Enviada em 11/09/2020

“O coronavírus aumenta as desigualdades nas educação”.

A pandemia do coronavírus (COVID-19), que eclodiu na China em 2019, ensinou ao homem novos hábitos, com a importância do isolamento social. Em consequência, assim como o mundo pós HIV, certamente as pessoas jamais se relacionarão da mesma forma.
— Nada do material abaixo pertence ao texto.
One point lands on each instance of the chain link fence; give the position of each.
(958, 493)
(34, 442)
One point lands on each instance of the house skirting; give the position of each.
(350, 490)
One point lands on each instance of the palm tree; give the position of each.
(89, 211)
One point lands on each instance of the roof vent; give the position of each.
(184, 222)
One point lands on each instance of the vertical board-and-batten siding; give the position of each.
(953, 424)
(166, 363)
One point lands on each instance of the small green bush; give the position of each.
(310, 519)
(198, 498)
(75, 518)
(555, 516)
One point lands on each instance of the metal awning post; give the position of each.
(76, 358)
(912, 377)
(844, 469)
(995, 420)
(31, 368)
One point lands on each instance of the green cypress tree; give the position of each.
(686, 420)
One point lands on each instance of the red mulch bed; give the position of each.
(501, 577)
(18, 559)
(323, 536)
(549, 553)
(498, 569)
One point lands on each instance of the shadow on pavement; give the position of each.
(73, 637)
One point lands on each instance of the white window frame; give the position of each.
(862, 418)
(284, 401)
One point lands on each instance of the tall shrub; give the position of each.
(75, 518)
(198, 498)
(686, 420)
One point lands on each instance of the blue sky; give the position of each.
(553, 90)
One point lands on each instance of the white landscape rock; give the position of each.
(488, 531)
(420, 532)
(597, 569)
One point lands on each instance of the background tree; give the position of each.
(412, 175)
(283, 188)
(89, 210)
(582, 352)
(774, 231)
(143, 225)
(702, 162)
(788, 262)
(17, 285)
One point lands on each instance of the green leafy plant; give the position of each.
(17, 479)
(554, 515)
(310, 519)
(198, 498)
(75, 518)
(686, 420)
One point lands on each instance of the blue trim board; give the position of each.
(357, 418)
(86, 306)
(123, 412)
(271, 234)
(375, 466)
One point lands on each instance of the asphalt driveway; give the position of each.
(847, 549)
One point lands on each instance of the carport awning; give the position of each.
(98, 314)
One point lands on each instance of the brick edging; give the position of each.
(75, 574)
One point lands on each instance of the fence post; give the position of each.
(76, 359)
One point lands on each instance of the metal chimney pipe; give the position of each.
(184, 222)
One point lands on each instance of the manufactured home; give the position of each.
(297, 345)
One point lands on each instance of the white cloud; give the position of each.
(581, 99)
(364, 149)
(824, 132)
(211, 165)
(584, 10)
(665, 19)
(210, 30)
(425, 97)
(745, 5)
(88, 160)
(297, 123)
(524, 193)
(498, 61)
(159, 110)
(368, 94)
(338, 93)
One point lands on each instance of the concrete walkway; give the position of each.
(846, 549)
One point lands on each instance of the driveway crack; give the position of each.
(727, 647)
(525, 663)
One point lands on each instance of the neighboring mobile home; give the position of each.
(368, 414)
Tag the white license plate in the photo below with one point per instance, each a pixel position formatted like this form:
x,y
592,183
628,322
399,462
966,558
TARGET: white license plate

E além da Economia global, talvez nenhum outro setor tenha sofrido tantos impactos quanto a Educação. De imediato, todas as aulas presenciais foram suspensas e substituídas por encontros remotos. E o que pareceu ser a solução, trouxe outro grande problema para países como o Brasil: a desigualdade de acesso à educação. Devido às essas desigualdades, toda uma geração de jovens pode ficar sem acesso à escola, mesmo que remota. Diante desse quatro, o Estado tem de se posicionar e minimizar esses problemas através de políticas públicas eficientes.

A paralisação das aulas durante a pandemia do COVID-19 causa problemas que vão além do aprendizado escolar e que refletem a desigualdade social no país. Segundo o Instituto Brasileiro de Geografia e Estatística (IBGE), o primeiro empecilho é o fato da escola pública ser responsável por 50% da demanda nutricional da criança e do adolescente. A falta desses nutrientes compromete o desenvolvimento físico do estudante, além de seu aprendizado escolar, pondo o indivíduo em clara condição de desigualdade na busca por oportunidades.

Além disso, o acesso díspar à internet é outro problema trazido à tona. Segundo o Instituto Nacional de Pesquisas Educacionais Anísio Teixeira (INEP), menos de 40% das pessoas pertencentes às classes sociais mais baixas dispõem de acesso à rede. E dentre esses, grande parte faz uso apenas de celulares, que não dispõem de ferramentas adequadas e utilização pacotes de dados limitados. Assim, uma parcela significativa dos estudantes da rede publica não consegue acessar os conteúdos ministrados em aulas remotas, o que compromete o desempenhos acadêmicos.

Uma vez identificados os aspectos que mais impactam a educação brasileira durante o período da pandemia do COVID-19, o Estado deve se posicionar e assegurar a manutenção da saúde e do aprendizado do jovem brasileiro. Através do Ministério da Educação, o Estado precisa fazer com que as Secretarias Estaduais de Municipais de Educação mantenham a alimentação escolar entregando cestas básicas mensais às famílias do estudantes. Por fim, a longo prazo e por meio do Ministério da Infraestrutura, o Estado deve criar malhas de fibra ótica e rádio de modo a garantir acesso à internet à população brasileira. Com essas duas medidas, espera-se reduzir os impactos sociais estressados pela pandemia do COVID-19 na educação no Brasil e garantir que jovens de todas as classes sociais estejam em condições de igualdade na busca por empregos e formação superior.